Lexical Rules for the language specified below. Files - lex.cpp, lex.h
- The language has identifiers, referred to by ident terminal, which are defined to be a letter followed by zero or more letters or digit. It is defined as: ident := Letter {(Letter|Digit|_)} Letter := [a-z A-Z] Digit := [0-9] The token for an identifier is IDENT.
- Integer constants, referred to by iconst terminal, are defined as one or more digits. It is defined as: iconst := [0-9]+ The token for an integer constant is ICONST.

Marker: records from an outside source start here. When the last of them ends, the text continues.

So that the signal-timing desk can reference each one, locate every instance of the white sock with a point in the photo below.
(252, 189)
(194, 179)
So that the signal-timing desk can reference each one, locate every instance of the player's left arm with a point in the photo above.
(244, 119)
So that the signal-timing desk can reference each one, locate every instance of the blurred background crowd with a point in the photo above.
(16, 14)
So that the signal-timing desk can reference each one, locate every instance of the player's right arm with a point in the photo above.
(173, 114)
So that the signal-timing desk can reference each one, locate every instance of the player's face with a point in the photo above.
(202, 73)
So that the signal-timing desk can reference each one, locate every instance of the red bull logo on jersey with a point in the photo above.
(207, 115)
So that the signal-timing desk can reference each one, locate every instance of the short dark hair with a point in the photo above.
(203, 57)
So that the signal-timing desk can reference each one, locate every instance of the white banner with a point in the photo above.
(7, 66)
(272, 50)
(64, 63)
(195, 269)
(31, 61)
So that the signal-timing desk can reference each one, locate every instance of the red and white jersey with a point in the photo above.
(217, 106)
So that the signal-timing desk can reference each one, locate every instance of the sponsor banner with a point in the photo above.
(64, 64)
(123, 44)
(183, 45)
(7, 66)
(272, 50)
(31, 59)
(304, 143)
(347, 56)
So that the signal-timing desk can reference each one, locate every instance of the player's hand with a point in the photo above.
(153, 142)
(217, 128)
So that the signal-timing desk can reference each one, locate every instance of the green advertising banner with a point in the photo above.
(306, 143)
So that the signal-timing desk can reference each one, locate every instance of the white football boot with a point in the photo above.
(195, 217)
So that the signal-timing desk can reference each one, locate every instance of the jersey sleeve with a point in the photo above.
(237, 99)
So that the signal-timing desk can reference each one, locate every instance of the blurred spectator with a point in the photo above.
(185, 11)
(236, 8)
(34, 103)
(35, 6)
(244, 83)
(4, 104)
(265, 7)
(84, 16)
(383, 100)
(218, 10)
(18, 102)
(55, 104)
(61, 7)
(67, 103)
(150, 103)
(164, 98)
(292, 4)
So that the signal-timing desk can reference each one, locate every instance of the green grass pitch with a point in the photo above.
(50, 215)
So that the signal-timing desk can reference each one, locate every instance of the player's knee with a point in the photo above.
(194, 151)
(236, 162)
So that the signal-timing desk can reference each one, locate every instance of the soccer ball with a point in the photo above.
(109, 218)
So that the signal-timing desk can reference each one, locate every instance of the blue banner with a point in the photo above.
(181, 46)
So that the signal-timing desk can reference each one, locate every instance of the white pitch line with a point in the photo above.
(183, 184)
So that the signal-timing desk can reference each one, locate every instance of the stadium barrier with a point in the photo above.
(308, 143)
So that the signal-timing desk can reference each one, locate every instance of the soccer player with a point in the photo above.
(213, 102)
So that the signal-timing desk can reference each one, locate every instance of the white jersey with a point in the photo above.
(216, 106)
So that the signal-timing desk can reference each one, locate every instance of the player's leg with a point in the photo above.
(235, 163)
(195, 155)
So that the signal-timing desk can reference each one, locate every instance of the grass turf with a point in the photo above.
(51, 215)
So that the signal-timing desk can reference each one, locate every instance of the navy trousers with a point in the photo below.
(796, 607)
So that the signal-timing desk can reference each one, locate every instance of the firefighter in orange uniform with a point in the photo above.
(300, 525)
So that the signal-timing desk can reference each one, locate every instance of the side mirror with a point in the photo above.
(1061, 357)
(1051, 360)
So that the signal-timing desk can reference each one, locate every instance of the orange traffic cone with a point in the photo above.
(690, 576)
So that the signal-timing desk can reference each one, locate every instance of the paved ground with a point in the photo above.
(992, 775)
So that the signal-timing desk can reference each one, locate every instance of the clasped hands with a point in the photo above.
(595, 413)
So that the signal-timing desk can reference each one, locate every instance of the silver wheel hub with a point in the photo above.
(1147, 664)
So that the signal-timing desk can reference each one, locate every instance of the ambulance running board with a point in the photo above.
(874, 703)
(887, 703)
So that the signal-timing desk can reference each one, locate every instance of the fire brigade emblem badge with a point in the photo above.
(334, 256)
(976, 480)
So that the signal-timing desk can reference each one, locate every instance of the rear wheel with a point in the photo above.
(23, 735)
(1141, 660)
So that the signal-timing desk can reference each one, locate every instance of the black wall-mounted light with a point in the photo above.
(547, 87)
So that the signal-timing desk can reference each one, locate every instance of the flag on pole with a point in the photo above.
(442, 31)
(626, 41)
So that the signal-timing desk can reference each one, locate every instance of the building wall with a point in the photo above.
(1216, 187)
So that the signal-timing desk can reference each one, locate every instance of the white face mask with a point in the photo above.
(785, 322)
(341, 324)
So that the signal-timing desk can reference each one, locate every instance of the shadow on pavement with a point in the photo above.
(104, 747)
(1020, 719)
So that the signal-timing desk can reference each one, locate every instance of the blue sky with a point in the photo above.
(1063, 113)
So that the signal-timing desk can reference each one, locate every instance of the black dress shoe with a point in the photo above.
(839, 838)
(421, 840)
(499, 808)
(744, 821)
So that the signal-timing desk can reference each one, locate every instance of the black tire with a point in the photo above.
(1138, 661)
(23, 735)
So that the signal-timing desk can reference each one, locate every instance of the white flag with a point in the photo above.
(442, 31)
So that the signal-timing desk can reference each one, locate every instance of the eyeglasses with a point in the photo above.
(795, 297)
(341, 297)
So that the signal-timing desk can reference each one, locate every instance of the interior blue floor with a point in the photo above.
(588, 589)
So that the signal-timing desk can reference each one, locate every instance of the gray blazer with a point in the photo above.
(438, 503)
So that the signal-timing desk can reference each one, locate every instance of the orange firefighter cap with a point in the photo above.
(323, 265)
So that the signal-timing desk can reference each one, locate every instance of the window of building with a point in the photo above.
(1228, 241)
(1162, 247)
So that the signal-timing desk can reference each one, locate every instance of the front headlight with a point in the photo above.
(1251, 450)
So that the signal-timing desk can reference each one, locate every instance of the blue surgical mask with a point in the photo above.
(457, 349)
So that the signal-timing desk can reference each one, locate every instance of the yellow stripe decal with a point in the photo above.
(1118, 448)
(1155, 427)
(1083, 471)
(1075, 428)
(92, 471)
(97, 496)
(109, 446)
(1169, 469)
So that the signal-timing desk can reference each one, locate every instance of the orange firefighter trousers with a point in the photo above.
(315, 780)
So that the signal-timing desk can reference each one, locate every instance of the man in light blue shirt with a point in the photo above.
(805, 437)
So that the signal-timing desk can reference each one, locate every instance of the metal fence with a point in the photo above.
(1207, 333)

- Real constants, referred to by rconst terminal, are defined as zero or more digits followed by a decimal point (dot) and one or more digits. It is defined as: Rconst := ([0-9]*).([0-9]+) The token for a real constant is RCONST. For example, real number constants such as 12.0 and .2 are accepted, but 2. is not.
- String literals, referred to by sconst terminal, are defined as a sequence of characters delimited by double quotes, that should all appear on the same line. The assigned token for a string constant is SCONST. For example, “Hello to CS 280.” is a string literal.
- The reserved words of the language are: program, end, begin, write, if, int, float, string, repeat. These reserved words have the following tokens, respectively: PROGRAM, END, BEGIN, WRITE, IF, INT, FLOAT, STRING and REPEAT.
- The operators of the language are: +, -, *, /, %, =, (, ), ==, >. These operators are for plus, subtract, multiply, divide, remainder, assignment, left parenthesis, right parenthesis, equality, and greater than operations. They have the following tokens, respectively: PLUS, MINUS, MULT, DIV, REM, ASSOP, LPAREN, RPAREN, EQUAL, GTHAN.
- The semicolon and comma characters are terminals with the following tokens: SEMICOL, COMMA.
- A comment is defined by all the characters following the exclamation mark “#” to the end of the line. A comment does not overlap one line. A recognized comment is ignored and does not have a token.
- White spaces are skipped. However, white spaces between tokens are used to improve readability and can be used as a one way to delimit tokens.
- An error will be denoted by the ERR token.
- End of file will be denoted by the DONE token.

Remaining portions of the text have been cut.